= Liang-Jie Zhang =

American computer scientist

Liang-Jie (LJ) Zhang (张良杰 (Zhāng Liángjié)) is a computer scientist, a former Research Staff Member at IBM Thomas J. Watson Research Center, Senior Vice President, Chief Scientist, & Director of Research at Kingdee International Software Group Company Limited, and previously a director of The Open Group.

==Education==
Liang-Jie Zhang received his bachelor's degree from Xidian University in 1990 and master's degree from Xi'an Jiaotong University in 1992. Then he received his Ph.D. on pattern recognition and intelligent control from Tsinghua University in 1996.

==Career==
He joined IBM China Research Lab as a Staff Research Member in 1996. He then joined Polytechnical University as a postdoctoral scientist (May 1997 – March 1998) before joining the IBM Thomas J. Watson Research Center in March 1998. He chaired the Services Computing Professional Interest Community at IBM Research from 2004 to 2006. He also chaired the IEEE Computer Society's Technical Committee on Services Computing from 2005 to 2008. He was the lead IBM researcher on Service-Oriented Architecture (SOA) solutions, web services, and interactive media systems.

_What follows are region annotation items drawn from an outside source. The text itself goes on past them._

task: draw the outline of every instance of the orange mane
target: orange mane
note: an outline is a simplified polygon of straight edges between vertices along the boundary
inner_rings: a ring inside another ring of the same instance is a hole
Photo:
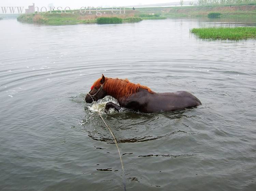
[[[105,77],[105,82],[103,89],[108,94],[117,99],[123,97],[128,98],[133,93],[136,93],[141,88],[146,89],[151,93],[154,93],[150,88],[139,84],[137,84],[129,82],[127,79],[119,79]],[[93,86],[99,88],[101,85],[100,80],[101,78],[99,79],[94,82]]]

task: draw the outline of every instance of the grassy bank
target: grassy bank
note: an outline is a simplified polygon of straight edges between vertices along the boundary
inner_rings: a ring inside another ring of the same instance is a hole
[[[60,11],[58,11],[59,13]],[[26,22],[45,24],[74,24],[119,23],[123,22],[134,22],[144,19],[166,18],[159,14],[154,15],[146,13],[140,15],[139,11],[129,10],[126,10],[125,13],[123,11],[122,14],[119,14],[119,11],[117,13],[114,14],[109,10],[102,10],[100,12],[101,15],[99,13],[97,15],[96,11],[94,10],[91,11],[90,14],[87,12],[84,14],[82,14],[80,10],[67,11],[66,13],[63,11],[61,14],[52,11],[51,13],[48,12],[44,14],[23,14],[18,17],[17,20]]]
[[[167,18],[207,18],[211,12],[218,12],[221,17],[256,18],[256,2],[250,5],[229,4],[172,7],[138,8],[141,14],[154,13]]]
[[[99,17],[97,20],[97,24],[119,24],[123,23],[123,19],[118,17]]]
[[[111,9],[110,8],[109,8]],[[221,18],[247,18],[256,19],[256,2],[248,5],[220,5],[171,7],[142,7],[133,11],[126,8],[125,13],[102,9],[100,11],[92,10],[81,14],[80,10],[60,11],[42,13],[24,14],[17,18],[18,21],[45,24],[74,24],[96,23],[101,17],[118,17],[123,22],[139,22],[142,20],[162,19],[167,18],[207,18],[211,13],[219,13]],[[99,12],[101,13],[99,13]],[[120,23],[120,22],[119,22]]]
[[[256,27],[194,28],[190,30],[190,32],[204,39],[256,39]]]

More specifically, he was the designer of HyperChain Framework and a lead architect for the IBM HotVideo Hyper Video technology (which won the CNET/PC Expo's "Best of Show Software Award" in 2000.)

Zhang has served as the editor-in-chief of the International Journal of Web Services Research since 2003 and is the founding editor-in-chief of IEEE Transactions on Services Computing.

==Awards and honors==
In 2009, he was selected as an ACM Distinguished Member. Zhang was elected as a Fellow of the IEEE in 2011, and in the same year won the IEEE Technical Achievement Award "for pioneering contributions to Application Design Techniques in Services Computing".

==Publications==
LJ Zhang is co-author of PL/M Program Design Skills & Examples For Intel Micro-controller, by Liang-Jie Zhang, Sheng Lin, Cun-Kui Fan, Science Press (China Academy Of Science), ISBN 7-03-004736-2,. 1996, and editor of five published books of IEEE and other major conference proceedings on web services:

- Liang-Jie Zhang, Mario Jeckle (ed.), Web Services, Proceedings of the 2004 European Conference on Web Services (ECOWS 2004), Sept. 28–29, 2004, Erfurt, Germany, Springer.
- Liang-Jie Zhang, Minglu Li, Amit P. Sheth, Keith G Jeffery, Proceedings of IEEE International Conference on Services Computing (SCC 2004), IEEE Computer Society Press, 2004
- Mario Jeckle, Liang-Jie Zhang (ed.), Web Services Computing, Proceedings of the 2003 International Conference on Web Services – Europe (ICWS-Europe’03), Spring-Bergle, LNCS 2853, Sept. 23–24, 2003, Erfurt, Germany.
- Liang-Jie Zhang, et al. (eds.): Proceedings of the 2003 International Conference on Web Services (ICWS’03), CSREA Press, ISBN 1-892512-49-1, (2003)
- Jen-Yao Chung, Liang-Jie Zhang, Proceedings of IEEE International Conference on E-Commerce (CEC’03), IEEE Computer Society Press, 2003

Zhang is also the author of 74 book chapters and other technical papers on his subject. He also holds over 35 patents. His tutorial on Grid computing applications has been widely cited.